[pdal] Bad allocation error

Howard Butler howard at hobu.co
Wed Jul 20 05:23:09 PDT 2022



> On Jun 29, 2022, at 2:39 PM, Howard Butler <howard at hobu.co> wrote:
> 
> 
> 
>> On Jun 22, 2022, at 6:50 AM, Krasovec, Nina <Nina.Krasovec at zi-mannheim.de> wrote:
>> 
>> Hello everyone,
>> 
>> I would like to assign a value from polygons (stored in a column “class”) to a Classification attribute in a point cloud. Both, point cloud and geopackage are split into tiles, which means that the point clouds usually contain ~15 million points and geopackages contain ~35,000 polygons or less. I tried to process multiple point clouds and one of them worked, while the other ones always throw an error “PDAL: bad allocation”. All the files have approximately the same size and I also tested it with a lot smaller area and smaller gpkg and it still did not work. The only thing that worked was splitting geopackages to very small files. The LAZ file that was successfully processed used around 15 GB of RAM, while the other files went up to 256 GB and it still wasn’t sufficient.

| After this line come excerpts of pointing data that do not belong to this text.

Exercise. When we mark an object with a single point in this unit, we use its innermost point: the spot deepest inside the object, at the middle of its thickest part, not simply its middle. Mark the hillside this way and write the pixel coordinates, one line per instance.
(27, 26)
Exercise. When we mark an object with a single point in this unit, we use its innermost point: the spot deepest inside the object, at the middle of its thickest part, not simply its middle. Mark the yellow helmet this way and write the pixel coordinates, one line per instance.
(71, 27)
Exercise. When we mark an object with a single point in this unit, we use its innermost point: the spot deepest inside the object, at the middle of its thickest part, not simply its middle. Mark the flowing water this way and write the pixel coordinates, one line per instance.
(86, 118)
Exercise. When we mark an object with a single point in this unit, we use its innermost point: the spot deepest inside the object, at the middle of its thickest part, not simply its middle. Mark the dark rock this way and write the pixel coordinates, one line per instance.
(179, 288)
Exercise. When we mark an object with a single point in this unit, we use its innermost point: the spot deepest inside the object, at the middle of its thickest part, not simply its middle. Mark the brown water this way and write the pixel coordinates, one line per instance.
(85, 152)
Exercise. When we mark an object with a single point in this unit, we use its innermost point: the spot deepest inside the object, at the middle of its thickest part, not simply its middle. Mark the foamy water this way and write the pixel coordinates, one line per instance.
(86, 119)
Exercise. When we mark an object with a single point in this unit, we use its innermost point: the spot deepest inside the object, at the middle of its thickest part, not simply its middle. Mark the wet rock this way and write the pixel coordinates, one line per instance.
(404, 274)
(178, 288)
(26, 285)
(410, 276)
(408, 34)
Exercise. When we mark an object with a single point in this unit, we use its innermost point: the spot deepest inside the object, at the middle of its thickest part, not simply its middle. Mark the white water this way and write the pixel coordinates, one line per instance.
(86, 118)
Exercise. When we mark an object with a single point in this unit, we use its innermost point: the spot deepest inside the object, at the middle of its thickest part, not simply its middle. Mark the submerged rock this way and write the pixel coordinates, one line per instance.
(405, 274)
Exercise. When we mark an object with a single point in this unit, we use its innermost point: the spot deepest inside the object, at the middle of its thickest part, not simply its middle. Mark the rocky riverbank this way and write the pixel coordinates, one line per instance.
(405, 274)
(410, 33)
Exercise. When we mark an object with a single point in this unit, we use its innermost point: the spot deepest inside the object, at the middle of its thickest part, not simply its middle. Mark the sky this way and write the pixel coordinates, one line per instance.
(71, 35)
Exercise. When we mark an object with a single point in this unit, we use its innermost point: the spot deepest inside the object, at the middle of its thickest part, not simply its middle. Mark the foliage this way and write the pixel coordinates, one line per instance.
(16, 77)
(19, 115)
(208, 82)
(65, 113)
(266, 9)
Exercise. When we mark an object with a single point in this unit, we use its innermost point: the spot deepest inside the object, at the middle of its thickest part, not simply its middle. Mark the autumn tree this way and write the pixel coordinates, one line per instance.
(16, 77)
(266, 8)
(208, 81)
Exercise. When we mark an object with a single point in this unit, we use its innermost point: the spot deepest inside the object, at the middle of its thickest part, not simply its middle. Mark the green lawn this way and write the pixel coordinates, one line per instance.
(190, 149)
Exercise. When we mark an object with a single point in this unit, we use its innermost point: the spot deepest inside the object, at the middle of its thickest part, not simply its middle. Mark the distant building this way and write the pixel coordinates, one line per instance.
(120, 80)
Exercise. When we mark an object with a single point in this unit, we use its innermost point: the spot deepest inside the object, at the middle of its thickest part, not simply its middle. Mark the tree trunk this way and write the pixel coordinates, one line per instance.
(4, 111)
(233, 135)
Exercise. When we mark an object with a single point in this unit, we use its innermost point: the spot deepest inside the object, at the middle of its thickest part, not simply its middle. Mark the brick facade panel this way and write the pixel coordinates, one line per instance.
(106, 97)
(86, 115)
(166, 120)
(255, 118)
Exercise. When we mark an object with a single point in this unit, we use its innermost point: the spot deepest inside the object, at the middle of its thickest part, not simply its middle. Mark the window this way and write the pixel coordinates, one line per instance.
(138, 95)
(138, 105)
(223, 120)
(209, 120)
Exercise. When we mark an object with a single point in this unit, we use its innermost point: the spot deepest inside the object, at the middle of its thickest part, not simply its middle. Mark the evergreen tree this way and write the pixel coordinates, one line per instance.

Do you have a suggestion what could be the reason for such an enormous use of memory?
>> Here is an example of a pipeline:
>> 
>> [
>>      {
>>            "type":"readers.las",
>>            "use_eb_vlr":"true",
>>            "filename":"D:/User/Nina/460000_5477000.laz"
>>      },
>>    {
>>        "type":"filters.overlay",
>>        "dimension":"Classification",
>>        "datasource":" D:/User/Nina/460000_5477000.gpkg",
>>            "column": "class",
>>            "where": "Classification == 8"
>>    },
>>      {
>>        "type":"writers.las",
>>            "compression": "true",
>>            "a_srs": "EPSG:25832",
>>            "extra_dims":"all",
>>        "filename":" D:/User/Nina/460000_5477000.laz"
>>    }
>> ]
>> 
> 
> Nina,
> 
> I don't know the specifics of your scenario, but I should think you will want to break your processing up into something more specific. Make a loop that iterates each geometry in the geopackage and runs a pipeline for each that produces your classified las file and then merge them altogether at the end.
> 
> 1) Convert your data to COPC.io format using writers.copc. 
> 2) Read each geometry in the geopackage and get its bounds
> 3) Write a pipeline (or use the Python bindings) to set the 'bounds' object of readers.copc to it
> 4) Permute the writers.las.filename to correspond to your feature id
> 5) Merge all of the files together once complete.
> 
> This model means that you should only read the points that matter for each polygon you are selecting. It should also parallelize conveniently using whatever batching approach you desire (I see you are on windows so that might be some powershell magic, IDK). 
> 
> It would just be speculation to explain why things are going haywire without your data and a test scenario.
> 
> Howard   
> 

Nina provided me some example data and the issue is her GeoPackage has 33k polygons in it. The way PDAL's polygon/overlay code works is to test every one of these polygons and edges. There is no index that pre-filters the query.

Luckily, OGR can do this for us, but that capability wasn't exposed to PDAL. I have since added a 'bounds' option to filters.overlay to allow the user to use OGR to pre-filter the polygons. This will be generally available when PDAL 2.5.0 is released.